Usman Hamid, executive director of the Commission for Missing Persons and Victims of Violence (Kontras), also warned that capital punishment is particularly risky in Indonesia, where the courts are ridden with corruption and, at times, politicking takes precedence over thorough investigations.
Kontras, one of the country’s leading rights groups, has spearheaded the campaign to have a moratorium on executions in Indonesia.
“The Indonesian judicial system has lots of problems with corruption and nepotism, so there is no guarantee that a sentence is objective,” Hamid, who is a lawyer by profession, told Adnkronos International (AKI).He added that capital punishment is, at times, used to put a lid over contentious issues.
“Unfortunately, it is known that the death penalty has been used as a way to avoid further investigation into serious crimes,” he said.In this context, he mentioned the recent executions of three Christians in the restive province of Poso, in Sulawesi.
The three faced the firing squad after being singled out as the masterminds of the sectarian violence between Christains and Muslims that killed thousands in the region in 1999-2001. “They were killed and the case was closed.

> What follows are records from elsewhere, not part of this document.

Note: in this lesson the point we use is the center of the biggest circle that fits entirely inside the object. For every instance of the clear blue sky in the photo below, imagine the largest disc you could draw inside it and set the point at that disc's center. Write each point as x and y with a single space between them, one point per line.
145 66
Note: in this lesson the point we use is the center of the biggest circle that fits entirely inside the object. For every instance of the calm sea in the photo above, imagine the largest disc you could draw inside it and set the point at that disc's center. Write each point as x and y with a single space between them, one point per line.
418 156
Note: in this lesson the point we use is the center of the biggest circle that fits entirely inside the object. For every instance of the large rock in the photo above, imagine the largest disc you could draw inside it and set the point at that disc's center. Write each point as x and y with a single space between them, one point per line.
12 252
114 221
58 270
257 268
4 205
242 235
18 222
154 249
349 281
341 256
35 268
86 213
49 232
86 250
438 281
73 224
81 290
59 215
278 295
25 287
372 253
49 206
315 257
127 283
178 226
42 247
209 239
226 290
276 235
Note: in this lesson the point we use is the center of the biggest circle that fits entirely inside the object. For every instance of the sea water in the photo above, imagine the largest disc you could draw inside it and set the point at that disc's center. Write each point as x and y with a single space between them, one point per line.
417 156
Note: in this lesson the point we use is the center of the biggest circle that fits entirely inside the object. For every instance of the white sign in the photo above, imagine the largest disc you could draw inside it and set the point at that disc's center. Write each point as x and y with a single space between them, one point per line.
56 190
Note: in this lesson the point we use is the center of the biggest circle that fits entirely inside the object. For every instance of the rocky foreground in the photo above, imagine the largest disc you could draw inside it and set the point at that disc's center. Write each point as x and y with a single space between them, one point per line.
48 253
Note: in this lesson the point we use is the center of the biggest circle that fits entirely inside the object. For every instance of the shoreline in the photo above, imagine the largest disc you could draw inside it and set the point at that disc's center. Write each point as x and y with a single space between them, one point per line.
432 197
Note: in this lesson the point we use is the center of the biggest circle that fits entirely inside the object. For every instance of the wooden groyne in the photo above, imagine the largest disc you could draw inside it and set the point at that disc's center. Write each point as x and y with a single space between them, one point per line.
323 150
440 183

But in truth they were scapegoats and not the real brains,” said the expert, voicing an opinion widely held in Indonesia. Hamid also criticized the legal system of being “socially unfair”.“Those receiving capital punishment are always poor people. Not a single rich or powerful person has ever been sentenced to death. Among the latter, we can name those responsible for the crimes in East Timor or during the Suharto era. This is really a paradox,” he said.
The representative of Kontras concluded by advocating “alternative punishment, such as life in prison” instead of the death penalty.

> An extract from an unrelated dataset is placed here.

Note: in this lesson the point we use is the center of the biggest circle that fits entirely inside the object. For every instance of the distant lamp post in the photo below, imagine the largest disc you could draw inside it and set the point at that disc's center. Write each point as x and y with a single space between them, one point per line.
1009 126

However, Agung Yudhawiranata, director of campaigns and networking for The Institute for Policy Research and Advocacy (ELSAM) told AKI that abolishing the death penalty will require a social and cultural shift, as well as legal.
“We have to make people understand that if the state abolishes the death penalty, it doesn’t mean that it is pro-terrorism or pro-murder,” he said.
The death penalty was a law inherited from Dutch colonial rule. In Indonesia punishment by death is applicable to murder, terrorism, betrayal of the military, and for drug traffickers. Executions are done by firing squad.
The latest debate started after the Indonesian Constitutional Court Tuesday rejected an appeal by three Australian and two Indonesian drug smugglers, currently on death row.
The five inmates, sentenced under the Criminal Code, had challenged the legality of the capital punishment, claiming that according to the country’s constitution, every human being has the right to life.
The Indonesian government has reiterated its support for the death penalty, which it believes to be “an indispensable tool in fighting terrorism.”